Röttjers Lisa, Faust Karoline
Laboratory of Molecular Bacteriology (Rega Institute), Department of Microbiology, Immunology and Transplantation, KU Leuven, Leuven, Belgium.
Laboratory of Molecular Bacteriology (Rega Institute), Department of Microbiology, Immunology and Transplantation, KU Leuven, Leuven, Belgium
mSystems. 2020 Feb 18;5(1):e00903-19. doi: 10.1128/mSystems.00903-19.
Microbial network inference and analysis have become successful approaches to extract biological hypotheses from microbial sequencing data. Network clustering is a crucial step in this analysis. Here, we present a novel heuristic network clustering algorithm, manta, which clusters nodes in weighted networks. In contrast to existing algorithms, manta exploits negative edges while differentiating between weak and strong cluster assignments. For this reason, manta can tackle gradients and is able to avoid clustering problematic nodes. In addition, manta assesses the robustness of cluster assignment, which makes it more robust to noisy data than most existing tools. On noise-free synthetic data, manta equals or outperforms existing algorithms, while it identifies biologically relevant subcompositions in real-world data sets. On a cheese rind data set, manta identifies groups of taxa that correspond to intermediate moisture content in the rinds, while on an ocean data set, the algorithm identifies a cluster of organisms that were reduced in abundance during a transition period but did not correlate strongly to biochemical parameters that changed during the transition period. These case studies demonstrate the power of manta as a tool that identifies biologically informative groups within microbial networks. manta comes with unique strengths, such as the abilities to identify nodes that represent an intermediate between clusters, to exploit negative edges, and to assess the robustness of cluster membership. manta does not require parameter tuning, is straightforward to install and run, and can be easily combined with existing microbial network inference tools.
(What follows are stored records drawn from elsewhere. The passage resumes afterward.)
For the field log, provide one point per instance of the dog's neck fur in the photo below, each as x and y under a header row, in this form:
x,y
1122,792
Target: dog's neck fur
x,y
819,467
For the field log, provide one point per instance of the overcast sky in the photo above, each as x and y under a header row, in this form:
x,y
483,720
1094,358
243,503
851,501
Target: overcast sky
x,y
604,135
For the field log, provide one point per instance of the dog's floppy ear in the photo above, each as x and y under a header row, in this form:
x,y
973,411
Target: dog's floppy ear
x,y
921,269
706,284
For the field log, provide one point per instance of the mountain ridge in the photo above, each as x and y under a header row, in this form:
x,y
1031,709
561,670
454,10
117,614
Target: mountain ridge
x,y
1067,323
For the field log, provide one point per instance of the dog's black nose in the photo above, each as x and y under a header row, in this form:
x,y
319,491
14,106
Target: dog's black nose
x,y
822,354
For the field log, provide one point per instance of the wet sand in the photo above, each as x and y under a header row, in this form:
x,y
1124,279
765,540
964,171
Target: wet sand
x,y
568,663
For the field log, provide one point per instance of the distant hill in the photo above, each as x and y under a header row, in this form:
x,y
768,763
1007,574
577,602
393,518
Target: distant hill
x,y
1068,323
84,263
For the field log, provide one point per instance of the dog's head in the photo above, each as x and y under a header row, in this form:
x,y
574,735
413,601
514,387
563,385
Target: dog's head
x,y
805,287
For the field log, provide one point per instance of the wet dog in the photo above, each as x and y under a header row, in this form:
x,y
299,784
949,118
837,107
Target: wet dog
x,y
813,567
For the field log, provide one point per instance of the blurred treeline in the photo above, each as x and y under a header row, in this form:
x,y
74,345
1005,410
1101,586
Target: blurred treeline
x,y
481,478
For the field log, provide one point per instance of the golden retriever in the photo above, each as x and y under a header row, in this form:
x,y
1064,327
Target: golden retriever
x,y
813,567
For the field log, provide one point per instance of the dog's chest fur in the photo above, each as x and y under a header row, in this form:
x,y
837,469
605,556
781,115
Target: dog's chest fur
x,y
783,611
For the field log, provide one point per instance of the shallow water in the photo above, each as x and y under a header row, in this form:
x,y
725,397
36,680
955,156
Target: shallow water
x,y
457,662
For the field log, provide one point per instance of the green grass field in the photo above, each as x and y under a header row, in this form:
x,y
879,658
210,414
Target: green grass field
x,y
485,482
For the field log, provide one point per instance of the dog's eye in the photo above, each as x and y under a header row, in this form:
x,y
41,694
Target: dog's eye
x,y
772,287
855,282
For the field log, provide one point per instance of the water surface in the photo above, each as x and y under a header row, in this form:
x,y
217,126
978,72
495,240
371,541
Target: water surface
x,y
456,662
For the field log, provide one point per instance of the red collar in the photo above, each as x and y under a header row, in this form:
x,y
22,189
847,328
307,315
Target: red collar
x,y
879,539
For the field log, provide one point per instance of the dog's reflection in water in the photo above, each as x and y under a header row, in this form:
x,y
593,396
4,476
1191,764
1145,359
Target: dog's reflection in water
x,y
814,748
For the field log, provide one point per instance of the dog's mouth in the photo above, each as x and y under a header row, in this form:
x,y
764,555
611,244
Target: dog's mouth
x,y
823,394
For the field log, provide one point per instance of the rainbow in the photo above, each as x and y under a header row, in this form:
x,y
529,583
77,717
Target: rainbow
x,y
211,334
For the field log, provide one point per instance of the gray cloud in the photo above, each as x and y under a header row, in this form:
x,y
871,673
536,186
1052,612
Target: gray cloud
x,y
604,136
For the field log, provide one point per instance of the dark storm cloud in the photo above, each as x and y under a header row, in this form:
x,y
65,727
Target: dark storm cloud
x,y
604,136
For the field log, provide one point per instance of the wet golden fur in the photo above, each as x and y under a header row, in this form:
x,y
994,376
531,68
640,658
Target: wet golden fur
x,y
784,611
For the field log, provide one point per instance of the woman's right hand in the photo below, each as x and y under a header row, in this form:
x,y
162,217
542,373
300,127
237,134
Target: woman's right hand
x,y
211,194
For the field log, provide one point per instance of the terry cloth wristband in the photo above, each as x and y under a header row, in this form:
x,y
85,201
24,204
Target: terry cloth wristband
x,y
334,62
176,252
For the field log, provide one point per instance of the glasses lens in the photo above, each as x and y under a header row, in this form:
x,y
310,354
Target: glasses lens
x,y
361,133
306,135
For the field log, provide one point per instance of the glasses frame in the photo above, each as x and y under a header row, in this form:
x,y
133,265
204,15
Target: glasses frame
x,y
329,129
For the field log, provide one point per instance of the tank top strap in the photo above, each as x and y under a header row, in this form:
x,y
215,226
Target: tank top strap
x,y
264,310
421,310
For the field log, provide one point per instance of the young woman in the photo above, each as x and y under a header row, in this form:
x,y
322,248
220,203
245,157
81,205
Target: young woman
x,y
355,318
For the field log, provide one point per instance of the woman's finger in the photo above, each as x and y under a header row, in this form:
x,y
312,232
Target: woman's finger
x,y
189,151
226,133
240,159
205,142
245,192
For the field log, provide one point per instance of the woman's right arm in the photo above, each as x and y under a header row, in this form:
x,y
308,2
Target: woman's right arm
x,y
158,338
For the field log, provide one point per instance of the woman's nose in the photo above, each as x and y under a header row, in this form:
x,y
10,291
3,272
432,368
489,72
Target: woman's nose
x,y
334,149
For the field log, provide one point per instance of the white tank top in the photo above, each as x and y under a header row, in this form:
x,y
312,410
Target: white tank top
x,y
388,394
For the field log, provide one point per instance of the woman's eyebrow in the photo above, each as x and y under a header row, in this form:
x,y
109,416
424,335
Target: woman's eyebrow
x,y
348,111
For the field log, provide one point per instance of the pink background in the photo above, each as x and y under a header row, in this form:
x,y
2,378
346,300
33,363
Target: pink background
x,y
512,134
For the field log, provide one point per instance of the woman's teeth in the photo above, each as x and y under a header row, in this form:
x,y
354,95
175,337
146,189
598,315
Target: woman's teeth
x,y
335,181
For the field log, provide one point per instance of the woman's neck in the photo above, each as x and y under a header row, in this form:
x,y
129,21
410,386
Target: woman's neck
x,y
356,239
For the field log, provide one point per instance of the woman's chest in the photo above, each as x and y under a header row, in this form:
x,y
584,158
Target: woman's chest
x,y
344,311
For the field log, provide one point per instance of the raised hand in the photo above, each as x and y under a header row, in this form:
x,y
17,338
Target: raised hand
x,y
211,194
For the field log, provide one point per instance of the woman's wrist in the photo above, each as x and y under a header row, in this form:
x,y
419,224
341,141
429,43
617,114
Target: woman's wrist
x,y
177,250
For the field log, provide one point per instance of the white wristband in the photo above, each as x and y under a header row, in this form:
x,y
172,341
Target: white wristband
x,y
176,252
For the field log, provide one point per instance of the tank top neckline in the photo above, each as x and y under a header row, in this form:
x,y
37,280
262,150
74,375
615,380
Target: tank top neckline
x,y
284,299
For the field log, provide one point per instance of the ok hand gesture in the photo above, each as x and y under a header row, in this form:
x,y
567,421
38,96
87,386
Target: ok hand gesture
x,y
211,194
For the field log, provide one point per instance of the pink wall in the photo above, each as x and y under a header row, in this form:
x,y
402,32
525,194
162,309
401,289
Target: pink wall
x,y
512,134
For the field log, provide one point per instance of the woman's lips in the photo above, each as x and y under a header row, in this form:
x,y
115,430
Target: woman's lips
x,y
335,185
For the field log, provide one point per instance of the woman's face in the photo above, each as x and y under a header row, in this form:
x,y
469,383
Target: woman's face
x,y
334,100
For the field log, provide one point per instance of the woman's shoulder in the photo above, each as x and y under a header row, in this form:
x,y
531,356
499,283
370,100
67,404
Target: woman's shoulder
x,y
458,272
微生物网络推断与分析已成为从微生物测序数据中提取生物学假设的成功方法。网络聚类是该分析中的关键步骤。在此,我们提出一种新颖的启发式网络聚类算法——蝠鲼算法(manta),它能对加权网络中的节点进行聚类。与现有算法不同,蝠鲼算法在区分弱聚类和强聚类分配时会利用负边。因此,蝠鲼算法能够处理梯度问题,并能避免对有问题的节点进行聚类。此外,蝠鲼算法会评估聚类分配的稳健性,这使其在面对噪声数据时比大多数现有工具更稳健。在无噪声的合成数据上,蝠鲼算法与现有算法相当或更胜一筹,同时它能在实际数据集中识别出具有生物学相关性的子成分。在一个奶酪外皮数据集上,蝠鲼算法识别出与外皮中含水量中等相对应的分类群组,而在一个海洋数据集上,该算法识别出一群在过渡期间丰度降低但与过渡期间变化的生化参数相关性不强的生物。这些案例研究证明了蝠鲼算法作为一种能在微生物网络中识别具有生物学信息的群组的工具的强大能力。蝠鲼算法具有独特的优势,比如能够识别代表聚类之间中间状态的节点、利用负边以及评估聚类成员的稳健性。蝠鲼算法不需要进行参数调整,安装和运行都很简单,并且可以很容易地与现有的微生物网络推断工具结合使用。